14 avril 1912. Un iceberg assassin, mal-posé entre Southampton et New York, bouleverse le monde. Le Titanic coule. Au milieu du chaos, immergé dans l’eau gelée depuis de nombreuses heures, Richard Norris Williams, joueur de tennis âge de 21 ans, réussit à atteindre une embarcation. Mais le pronostic est accablant : amputation des deux jambes. Une opération que l’Américain refuse immédiatement. Alors, à force de rééducation et d’entrainement, mais aussi de défaites cinglantes, Williams retrouve des sensations dans ses membres inférieurs, remonte sur les courts et brille en double aux Jeux Olympiques de Paris, en 1924. Retour réussi : « On m’a dit que plus jamais je ne remarcherai, que j’étais fou. On m’a aussi dit que j’allais devenir clochard, dormant sous les ponts, deux heures par nuit, triste et malheureux. Mais finalement, ça valait le coup ».

 

 

9/ Kelly Evernden, l’ablation du poumon

 

On peut être Maori, originaire d’une population polynésienne autochtone de Nouvelle-Zélande, et naitre pâle comme un œuf. C’est le cas étrange de Kelly Evernden, très bon joueur de double à la fin des eighties et figure tutélaire de sa sélection de Coupe Davis par BNP Paribas.
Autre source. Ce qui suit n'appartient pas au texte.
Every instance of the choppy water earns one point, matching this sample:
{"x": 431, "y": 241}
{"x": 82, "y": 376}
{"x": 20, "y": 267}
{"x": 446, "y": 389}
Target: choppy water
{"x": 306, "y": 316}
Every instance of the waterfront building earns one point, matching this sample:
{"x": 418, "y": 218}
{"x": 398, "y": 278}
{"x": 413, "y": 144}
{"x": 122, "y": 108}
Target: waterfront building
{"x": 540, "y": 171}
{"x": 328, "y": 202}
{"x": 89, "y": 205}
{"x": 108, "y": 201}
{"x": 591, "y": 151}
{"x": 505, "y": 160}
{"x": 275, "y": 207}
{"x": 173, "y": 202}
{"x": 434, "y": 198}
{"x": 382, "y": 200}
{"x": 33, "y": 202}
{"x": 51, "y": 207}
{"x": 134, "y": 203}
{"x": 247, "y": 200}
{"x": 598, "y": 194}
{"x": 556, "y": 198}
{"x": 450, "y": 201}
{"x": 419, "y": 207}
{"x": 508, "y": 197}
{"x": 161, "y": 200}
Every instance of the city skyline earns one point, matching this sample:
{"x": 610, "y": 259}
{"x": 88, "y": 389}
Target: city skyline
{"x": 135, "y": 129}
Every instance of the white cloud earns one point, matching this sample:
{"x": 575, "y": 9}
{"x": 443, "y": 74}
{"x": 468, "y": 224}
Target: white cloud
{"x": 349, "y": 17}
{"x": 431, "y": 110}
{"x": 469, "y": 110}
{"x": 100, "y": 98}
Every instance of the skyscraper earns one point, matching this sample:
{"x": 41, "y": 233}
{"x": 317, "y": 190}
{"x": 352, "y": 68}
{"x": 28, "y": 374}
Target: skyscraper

Mais son principal exploit ? S’être égosillé sa carrière durant avec un seul poumon droit, le gauche lui étant retiré à l’adolescence suite à un accident de voiture. D’ailleurs, son nom maori « Te Rangai » signifierait « jeune guerrier ». Il y a de ces choses qui ne s’inventent pas…

 

 

10/ Venus Williams, le syndrome de Sjögren

 

Fragile, la santé des sœurs Williams ? Après les embolies pulmonaires de sa sœur cadette Serena, c’est au tour de Venus Williams de mettre sa carrière en léger suspens, en août 2011. La raison : l’ex-numéro 1 mondiale est atteinte du syndrome de Sjögren, une affection auto-immune affectant son énergie, sa concentration, avec en bonus de fortes douleurs articulaires. Un mal récurrent qui la poursuit depuis son adolescence, mais découvert il y a deux ans seulement, à l'issue d'une vulgaire défaite à l’US Open. : « Ce jour-là, je ne pouvais pas lever mon bras au-dessus de ma tête, ma raquette était comme du béton. Mes mains enflaient et me démangeaient. C’était un spectacle misérable ».